O objetivo da medida é garantir o ressarcimento aos cofres públicos e assegurar o futuro cumprimento da sentença em caso de condenação.
Foi apurado em um inquérito civil instaurado pela 1ª Promotoria de Justiça da Comarca de Braço do Norte que a investigada teria liderado um possível esquema ilegal para os desvios na Prefeitura, para proveito próprio.
A Promotora de Justiça Luísa Niencheski Calviera assegurou e o Judiciário entendeu que, além da gravidade das alegações e das fortes evidências de atos lesivos à administração pública, há prova robusta de que a ré estaria dilapidando o seu patrimônio, o que denotava a urgência para a concessão imediata da medida. Inclusive, ela teria informado em interrogatório não estar mais em posse do veículo.
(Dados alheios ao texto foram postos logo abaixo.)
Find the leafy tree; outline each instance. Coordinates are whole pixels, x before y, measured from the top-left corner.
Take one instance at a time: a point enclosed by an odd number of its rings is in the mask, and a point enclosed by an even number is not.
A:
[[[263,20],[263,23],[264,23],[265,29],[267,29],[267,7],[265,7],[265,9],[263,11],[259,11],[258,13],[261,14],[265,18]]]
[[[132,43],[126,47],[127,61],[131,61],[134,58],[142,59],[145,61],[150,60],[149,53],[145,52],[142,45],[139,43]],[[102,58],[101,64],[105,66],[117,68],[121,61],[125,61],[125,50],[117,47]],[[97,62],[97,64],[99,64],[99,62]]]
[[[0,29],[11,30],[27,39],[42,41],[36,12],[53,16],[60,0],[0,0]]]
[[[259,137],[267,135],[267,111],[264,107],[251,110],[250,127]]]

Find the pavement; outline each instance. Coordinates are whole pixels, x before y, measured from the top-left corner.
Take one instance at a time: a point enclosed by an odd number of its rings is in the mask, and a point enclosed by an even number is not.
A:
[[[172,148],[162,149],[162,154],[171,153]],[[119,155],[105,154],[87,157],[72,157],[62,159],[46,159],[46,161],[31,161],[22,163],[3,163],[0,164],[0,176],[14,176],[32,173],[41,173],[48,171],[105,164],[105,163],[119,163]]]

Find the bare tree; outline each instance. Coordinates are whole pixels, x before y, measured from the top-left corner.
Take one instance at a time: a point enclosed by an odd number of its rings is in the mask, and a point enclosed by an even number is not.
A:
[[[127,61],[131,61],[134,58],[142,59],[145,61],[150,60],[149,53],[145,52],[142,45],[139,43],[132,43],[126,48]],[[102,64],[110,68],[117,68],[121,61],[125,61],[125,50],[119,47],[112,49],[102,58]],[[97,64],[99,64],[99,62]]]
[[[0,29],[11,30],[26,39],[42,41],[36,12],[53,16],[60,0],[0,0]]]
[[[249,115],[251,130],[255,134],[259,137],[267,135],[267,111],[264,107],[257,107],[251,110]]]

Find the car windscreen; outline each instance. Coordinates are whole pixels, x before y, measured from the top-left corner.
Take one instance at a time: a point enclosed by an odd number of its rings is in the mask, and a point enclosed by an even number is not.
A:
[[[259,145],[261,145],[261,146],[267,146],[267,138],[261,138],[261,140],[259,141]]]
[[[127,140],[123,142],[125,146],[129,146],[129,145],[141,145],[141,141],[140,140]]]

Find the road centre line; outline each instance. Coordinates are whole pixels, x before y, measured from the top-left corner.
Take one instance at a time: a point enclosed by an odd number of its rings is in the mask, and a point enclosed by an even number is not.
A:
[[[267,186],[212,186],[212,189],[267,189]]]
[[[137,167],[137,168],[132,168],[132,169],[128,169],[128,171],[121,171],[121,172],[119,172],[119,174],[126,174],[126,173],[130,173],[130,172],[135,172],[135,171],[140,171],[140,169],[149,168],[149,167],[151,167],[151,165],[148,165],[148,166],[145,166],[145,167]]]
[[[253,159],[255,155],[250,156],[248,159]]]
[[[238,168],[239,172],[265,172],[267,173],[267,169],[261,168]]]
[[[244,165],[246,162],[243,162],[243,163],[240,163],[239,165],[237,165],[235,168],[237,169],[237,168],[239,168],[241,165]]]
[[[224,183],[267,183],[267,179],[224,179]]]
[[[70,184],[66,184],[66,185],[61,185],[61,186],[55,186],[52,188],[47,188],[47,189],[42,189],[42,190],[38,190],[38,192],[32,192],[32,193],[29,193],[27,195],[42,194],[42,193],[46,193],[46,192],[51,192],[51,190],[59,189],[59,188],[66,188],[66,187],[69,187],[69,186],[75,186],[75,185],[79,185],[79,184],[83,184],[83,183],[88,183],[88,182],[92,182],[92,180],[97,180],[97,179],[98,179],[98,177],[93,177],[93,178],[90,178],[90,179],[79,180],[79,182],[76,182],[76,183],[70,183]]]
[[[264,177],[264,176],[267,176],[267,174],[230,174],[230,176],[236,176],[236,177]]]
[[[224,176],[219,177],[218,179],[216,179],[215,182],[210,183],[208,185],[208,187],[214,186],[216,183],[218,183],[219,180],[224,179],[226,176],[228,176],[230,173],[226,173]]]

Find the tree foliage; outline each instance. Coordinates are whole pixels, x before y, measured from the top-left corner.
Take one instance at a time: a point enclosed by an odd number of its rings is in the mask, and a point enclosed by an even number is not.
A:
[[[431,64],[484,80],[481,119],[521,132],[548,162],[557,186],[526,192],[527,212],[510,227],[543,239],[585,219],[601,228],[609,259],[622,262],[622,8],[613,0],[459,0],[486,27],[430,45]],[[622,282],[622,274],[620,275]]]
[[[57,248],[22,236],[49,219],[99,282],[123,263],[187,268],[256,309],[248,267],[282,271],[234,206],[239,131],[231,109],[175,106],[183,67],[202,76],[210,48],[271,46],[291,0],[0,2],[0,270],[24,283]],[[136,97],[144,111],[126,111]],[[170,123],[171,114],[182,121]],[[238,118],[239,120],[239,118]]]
A servidora pública segue afastada da administração municipal após um pedido cautelar do MPSC, também acatado pela Justiça em maio deste ano. A medida fez-se necessária tendo em vista que os relatórios e demais documentos demonstraram que a ré teria incorporado dinheiro público ao patrimônio pessoal ilegalmente. Ficou demonstrado, ainda, que havia risco de que as possíveis irregularidades prosseguiriam, causando prejuízos ao erário e à legalidade de licitações e de contratações públicas.